A tag question (or question tag in British English) is a structure used to confirm a statement via a short question at the end of the sentence.

    You speak English, don't you?
    He will visit Argentina next month, won't he?

What is the sentence structure?
The sentence structure is as follows:

    positive statement  |  ,  |  negative tag question

    Harold found a new job  |  ,  |  didn't he?
    You studied Italian  |  ,  |  didn't you?

    negative statement  |  ,  |  positive question tag

    Most people in your company couldn't get a raise  |  ,  |  could they?
    Jennifer won't be able graduate next spring  |  ,  |  will she?

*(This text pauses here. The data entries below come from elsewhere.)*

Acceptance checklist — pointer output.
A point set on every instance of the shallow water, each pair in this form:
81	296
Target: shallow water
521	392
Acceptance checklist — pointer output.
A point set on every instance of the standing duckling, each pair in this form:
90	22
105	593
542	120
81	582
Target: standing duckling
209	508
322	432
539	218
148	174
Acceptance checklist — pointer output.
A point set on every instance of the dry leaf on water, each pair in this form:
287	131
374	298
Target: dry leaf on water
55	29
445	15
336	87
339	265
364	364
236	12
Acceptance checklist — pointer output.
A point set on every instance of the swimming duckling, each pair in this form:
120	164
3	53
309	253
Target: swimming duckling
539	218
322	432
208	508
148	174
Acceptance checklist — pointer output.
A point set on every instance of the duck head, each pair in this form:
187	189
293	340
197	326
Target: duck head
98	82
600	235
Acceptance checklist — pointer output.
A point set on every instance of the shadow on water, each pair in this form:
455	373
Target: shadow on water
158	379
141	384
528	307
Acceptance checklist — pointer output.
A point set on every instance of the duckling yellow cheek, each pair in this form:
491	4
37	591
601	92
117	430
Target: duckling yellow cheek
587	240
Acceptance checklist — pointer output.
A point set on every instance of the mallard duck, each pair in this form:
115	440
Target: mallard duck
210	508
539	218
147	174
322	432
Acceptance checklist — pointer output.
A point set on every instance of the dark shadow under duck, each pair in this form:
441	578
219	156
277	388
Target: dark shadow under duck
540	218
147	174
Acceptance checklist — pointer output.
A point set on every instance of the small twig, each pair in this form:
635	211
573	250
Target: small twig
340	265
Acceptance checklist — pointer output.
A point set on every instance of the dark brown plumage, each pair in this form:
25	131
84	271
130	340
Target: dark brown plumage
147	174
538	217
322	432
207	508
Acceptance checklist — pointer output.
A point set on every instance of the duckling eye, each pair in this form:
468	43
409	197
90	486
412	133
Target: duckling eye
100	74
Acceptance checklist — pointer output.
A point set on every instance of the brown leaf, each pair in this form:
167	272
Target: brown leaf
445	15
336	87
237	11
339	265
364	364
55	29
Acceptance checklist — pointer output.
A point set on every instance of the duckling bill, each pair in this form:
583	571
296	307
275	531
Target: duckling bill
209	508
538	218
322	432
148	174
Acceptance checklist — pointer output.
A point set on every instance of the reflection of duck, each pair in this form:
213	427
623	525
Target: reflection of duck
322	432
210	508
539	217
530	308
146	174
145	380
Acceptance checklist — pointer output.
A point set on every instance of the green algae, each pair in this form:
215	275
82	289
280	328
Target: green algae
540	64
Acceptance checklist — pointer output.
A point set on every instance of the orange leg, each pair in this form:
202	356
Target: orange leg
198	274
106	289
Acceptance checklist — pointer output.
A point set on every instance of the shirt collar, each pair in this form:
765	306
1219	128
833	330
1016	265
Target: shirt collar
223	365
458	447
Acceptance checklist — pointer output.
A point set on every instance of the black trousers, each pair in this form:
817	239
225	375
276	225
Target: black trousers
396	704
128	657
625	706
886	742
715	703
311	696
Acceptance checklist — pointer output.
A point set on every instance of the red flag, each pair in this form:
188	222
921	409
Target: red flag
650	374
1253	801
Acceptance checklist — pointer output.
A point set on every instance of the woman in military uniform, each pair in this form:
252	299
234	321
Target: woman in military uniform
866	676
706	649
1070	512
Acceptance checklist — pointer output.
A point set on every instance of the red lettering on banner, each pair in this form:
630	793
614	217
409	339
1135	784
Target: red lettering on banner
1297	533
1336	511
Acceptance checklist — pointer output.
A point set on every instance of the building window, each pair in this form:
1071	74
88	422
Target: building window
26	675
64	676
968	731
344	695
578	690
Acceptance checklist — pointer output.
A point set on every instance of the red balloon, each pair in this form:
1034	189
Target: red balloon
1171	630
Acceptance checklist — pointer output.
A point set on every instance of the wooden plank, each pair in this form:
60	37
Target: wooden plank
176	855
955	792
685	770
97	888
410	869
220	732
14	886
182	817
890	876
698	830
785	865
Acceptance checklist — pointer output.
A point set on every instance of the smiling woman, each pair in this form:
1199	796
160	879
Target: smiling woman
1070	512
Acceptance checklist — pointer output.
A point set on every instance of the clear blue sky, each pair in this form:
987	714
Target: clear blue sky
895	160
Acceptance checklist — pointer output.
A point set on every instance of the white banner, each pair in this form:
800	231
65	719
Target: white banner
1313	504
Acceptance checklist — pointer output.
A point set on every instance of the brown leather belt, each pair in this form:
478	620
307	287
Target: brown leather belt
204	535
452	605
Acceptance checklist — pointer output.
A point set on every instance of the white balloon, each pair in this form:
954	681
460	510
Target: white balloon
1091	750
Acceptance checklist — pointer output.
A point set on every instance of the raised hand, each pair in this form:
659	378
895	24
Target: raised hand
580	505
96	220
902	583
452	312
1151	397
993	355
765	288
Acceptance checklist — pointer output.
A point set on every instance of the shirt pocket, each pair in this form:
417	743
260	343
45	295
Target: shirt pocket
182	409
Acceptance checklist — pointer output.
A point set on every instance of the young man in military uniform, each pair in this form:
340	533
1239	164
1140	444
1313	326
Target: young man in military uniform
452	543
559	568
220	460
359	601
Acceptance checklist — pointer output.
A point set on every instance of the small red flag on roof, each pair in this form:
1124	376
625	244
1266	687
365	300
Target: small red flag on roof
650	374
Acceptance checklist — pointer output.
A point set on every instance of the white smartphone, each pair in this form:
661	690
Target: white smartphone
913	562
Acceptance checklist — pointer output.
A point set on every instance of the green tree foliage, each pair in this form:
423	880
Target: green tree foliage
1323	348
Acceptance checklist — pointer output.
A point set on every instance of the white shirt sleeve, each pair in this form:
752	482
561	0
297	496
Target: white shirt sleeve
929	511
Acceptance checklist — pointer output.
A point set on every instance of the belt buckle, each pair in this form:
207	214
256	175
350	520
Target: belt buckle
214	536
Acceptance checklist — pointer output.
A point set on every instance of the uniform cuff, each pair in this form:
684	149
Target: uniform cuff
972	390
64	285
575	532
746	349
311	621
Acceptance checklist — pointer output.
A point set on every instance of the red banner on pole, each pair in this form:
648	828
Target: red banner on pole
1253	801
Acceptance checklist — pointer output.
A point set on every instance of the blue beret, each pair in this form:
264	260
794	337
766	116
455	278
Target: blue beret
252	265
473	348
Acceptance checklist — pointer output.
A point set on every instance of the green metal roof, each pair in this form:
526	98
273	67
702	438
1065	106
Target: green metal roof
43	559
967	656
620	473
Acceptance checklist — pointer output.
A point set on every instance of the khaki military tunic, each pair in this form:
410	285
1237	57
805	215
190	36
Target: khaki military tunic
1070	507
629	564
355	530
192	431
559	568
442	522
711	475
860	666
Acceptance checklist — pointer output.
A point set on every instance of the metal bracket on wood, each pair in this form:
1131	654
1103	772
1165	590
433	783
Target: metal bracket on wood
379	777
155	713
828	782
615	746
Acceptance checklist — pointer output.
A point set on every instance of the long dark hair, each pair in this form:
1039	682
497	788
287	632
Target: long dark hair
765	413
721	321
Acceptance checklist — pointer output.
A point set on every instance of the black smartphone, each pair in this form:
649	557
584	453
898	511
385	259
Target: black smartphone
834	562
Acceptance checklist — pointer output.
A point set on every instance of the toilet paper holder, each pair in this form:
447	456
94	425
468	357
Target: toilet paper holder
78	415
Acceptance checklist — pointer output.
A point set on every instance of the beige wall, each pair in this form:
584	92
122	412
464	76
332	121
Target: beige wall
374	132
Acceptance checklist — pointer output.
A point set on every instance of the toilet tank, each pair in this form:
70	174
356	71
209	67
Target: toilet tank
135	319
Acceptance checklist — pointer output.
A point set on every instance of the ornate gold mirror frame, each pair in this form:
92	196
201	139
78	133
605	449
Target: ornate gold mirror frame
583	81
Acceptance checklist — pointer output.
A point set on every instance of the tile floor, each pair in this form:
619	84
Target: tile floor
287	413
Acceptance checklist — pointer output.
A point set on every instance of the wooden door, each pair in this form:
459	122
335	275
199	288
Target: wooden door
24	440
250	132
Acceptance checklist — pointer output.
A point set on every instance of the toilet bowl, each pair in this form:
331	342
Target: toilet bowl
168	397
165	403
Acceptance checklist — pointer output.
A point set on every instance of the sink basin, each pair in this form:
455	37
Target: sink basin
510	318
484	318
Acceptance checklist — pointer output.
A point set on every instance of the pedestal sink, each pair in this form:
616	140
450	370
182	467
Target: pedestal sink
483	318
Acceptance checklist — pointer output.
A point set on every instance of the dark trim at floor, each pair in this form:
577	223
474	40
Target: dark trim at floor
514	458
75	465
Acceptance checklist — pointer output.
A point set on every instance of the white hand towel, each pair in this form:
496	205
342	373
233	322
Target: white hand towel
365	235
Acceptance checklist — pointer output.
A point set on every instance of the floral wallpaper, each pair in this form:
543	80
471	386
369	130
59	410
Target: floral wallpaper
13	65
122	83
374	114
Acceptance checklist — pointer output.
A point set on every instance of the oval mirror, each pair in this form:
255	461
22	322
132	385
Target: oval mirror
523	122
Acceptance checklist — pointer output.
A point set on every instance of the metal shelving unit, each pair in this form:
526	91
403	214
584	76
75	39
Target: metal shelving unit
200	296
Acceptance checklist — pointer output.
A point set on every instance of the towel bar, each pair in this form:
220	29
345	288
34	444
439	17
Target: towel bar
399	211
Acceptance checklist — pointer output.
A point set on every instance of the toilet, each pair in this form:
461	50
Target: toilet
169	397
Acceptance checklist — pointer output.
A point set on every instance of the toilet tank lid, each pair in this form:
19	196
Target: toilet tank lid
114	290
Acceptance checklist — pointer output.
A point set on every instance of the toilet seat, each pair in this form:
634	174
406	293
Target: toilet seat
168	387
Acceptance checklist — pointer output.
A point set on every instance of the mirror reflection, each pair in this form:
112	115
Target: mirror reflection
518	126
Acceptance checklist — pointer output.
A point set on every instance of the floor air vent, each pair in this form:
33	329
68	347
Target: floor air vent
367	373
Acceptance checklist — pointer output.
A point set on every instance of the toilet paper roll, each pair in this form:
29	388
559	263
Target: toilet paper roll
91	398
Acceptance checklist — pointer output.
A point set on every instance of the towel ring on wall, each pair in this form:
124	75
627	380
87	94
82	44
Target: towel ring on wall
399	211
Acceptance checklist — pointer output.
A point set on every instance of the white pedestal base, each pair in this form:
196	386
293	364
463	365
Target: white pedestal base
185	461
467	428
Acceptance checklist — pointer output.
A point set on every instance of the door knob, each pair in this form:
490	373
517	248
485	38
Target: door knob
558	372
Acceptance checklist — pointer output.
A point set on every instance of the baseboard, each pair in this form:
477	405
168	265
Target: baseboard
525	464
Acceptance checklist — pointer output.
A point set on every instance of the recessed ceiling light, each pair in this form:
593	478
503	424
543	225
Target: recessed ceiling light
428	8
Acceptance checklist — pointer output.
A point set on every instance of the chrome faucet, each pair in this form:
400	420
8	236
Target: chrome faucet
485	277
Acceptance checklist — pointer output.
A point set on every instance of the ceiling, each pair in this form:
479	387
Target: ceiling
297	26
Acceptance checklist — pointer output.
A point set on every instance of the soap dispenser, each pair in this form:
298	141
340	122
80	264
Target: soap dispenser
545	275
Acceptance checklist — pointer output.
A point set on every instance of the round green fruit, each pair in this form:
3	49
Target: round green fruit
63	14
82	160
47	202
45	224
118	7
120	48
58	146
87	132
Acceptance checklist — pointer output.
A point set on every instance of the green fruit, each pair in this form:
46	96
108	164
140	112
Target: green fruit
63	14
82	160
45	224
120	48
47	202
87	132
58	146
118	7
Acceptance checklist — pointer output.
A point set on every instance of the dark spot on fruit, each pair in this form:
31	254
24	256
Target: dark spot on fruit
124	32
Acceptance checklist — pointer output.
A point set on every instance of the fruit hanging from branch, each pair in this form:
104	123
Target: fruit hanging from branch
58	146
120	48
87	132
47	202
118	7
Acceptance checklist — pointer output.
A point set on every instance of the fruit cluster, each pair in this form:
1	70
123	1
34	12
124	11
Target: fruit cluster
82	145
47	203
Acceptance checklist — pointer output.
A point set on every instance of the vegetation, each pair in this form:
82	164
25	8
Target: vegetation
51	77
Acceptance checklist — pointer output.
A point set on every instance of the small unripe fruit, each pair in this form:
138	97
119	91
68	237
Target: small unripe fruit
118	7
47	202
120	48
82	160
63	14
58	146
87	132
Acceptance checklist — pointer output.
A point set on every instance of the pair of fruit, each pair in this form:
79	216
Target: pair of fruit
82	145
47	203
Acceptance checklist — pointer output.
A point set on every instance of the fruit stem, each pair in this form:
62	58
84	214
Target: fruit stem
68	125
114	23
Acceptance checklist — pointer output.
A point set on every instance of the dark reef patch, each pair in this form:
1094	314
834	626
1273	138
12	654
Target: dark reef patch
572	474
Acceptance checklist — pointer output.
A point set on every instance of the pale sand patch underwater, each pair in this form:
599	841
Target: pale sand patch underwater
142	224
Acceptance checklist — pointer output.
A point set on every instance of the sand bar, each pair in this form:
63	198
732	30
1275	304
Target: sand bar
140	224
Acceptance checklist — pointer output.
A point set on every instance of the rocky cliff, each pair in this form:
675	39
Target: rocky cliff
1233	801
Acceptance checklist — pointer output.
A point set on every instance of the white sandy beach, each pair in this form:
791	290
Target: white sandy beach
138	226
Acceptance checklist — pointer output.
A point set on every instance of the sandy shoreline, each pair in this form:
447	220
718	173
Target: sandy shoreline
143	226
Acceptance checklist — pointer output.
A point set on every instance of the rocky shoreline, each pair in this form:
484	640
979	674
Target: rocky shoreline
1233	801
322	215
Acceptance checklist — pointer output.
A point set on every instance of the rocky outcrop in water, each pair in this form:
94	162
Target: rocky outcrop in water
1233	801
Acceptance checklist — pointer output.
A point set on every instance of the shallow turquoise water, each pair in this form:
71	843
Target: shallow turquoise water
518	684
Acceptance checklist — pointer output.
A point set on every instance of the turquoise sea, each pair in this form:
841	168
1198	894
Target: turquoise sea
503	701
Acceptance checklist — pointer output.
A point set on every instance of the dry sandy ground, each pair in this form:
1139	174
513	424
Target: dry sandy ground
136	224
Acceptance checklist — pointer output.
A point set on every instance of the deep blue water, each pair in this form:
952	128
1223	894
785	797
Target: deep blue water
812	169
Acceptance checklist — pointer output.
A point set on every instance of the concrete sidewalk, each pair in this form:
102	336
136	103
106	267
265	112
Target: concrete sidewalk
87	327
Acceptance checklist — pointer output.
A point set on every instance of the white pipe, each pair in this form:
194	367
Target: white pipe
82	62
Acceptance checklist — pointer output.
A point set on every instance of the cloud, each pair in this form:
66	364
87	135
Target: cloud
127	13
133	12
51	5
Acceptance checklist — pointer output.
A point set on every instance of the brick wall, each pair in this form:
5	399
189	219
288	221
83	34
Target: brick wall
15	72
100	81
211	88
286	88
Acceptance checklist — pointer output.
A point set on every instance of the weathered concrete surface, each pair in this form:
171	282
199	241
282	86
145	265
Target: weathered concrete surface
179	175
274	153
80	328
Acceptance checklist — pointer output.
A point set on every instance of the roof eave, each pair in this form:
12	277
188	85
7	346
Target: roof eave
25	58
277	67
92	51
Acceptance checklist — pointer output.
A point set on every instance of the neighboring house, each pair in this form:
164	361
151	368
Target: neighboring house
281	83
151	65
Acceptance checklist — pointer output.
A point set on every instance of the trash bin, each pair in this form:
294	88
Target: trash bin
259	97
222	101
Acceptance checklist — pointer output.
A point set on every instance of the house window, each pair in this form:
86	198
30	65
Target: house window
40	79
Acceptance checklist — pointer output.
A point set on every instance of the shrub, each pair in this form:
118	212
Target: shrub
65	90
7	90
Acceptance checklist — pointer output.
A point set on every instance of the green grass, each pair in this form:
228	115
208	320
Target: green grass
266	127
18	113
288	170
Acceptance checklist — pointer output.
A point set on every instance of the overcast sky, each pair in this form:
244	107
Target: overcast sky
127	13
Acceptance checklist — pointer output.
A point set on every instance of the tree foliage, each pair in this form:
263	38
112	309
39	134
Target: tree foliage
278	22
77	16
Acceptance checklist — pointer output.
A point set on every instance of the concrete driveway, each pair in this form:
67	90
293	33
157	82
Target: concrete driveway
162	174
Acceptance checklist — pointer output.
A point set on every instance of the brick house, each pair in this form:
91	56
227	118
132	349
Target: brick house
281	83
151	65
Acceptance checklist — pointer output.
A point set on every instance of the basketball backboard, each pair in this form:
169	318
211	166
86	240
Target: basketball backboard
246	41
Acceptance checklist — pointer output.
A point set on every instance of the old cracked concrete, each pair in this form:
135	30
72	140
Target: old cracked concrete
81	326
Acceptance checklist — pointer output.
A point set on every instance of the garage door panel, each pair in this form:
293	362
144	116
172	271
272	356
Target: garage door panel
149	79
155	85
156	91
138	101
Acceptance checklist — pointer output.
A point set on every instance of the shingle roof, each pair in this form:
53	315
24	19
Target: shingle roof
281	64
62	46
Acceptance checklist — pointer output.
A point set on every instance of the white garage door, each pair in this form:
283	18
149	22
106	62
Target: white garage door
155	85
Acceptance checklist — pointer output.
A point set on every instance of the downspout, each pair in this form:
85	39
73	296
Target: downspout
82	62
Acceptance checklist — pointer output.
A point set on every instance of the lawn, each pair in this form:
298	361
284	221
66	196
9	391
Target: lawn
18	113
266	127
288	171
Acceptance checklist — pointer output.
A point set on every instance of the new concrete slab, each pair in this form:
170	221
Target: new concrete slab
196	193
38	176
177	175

The statement and the tag question have the same verb tense and the same modal verb (if used).  With an action verb (find, study, etc), the tag question uses the auxiliary "do."  In addition, the personal pronoun in the tag matches the subject of the sentence.  Look at the following:

    You are happy, aren't you?
    He is rich, isn't he?
    Karen wasn't able to go to work, was she?
    They visited New York, didn't they?

    Bill will graduate next spring, won't he?
    Sandy must study for the test, mustn't she?
    They could vote in the primary, couldn't they?

How are tag questions used?
Tag questions infrequently appear in writing.  When used, the speaker believes himself to be correct, but wants to confirm the information.  The tag functions as a question.  For example:

    You got a haircut, didn't you? = It looks like you got a haircut.  Did you get one?
    You hate your job, don't you? = I think you hate your job.  Do you hate it?

Tag questions can also emphasize a commonly held belief.  In this case, the tag functions like a statement.  For example:

    Our boss doesn't know what to do, does he? = Our boss is so clueless, everyone must agree.
    This movie is really boring, isn't it? = This movie is so boring, everyone must agree.

Lastly, when answering a tag question, the answer should reflect the truth of the situation.  It shouldn't necessarily answer the question.  Look at the following example:

    Q: Bill Gates is the richest man in the world, isn't he?
    A: Yes, he is (the richest man in the world).

    Q: Bill Gates isn't the richest man in the world, is he?
    A:  Yes, he is (the richest man in the world).

In both cases, the reply is "yes" in order to correctly answer to the situation.

Is there additional information on tag questions?
Yes.  First, intonation plays an important role with tag questions.  When confirming information, the speaker uses the tag as a question, and so his voice rises as with a usual yes/no question.  However, when adding emphasis, the tag isn't a question because the speaker is already sure of the information.  It uses the same intonation as a simple statement with falling intonation.

In addition, British English and American English require a different tag with has.  Look at the following:

    British English:  He has a lot of money, hasn't he?
    American English:  He has a lot of money, doesn't he?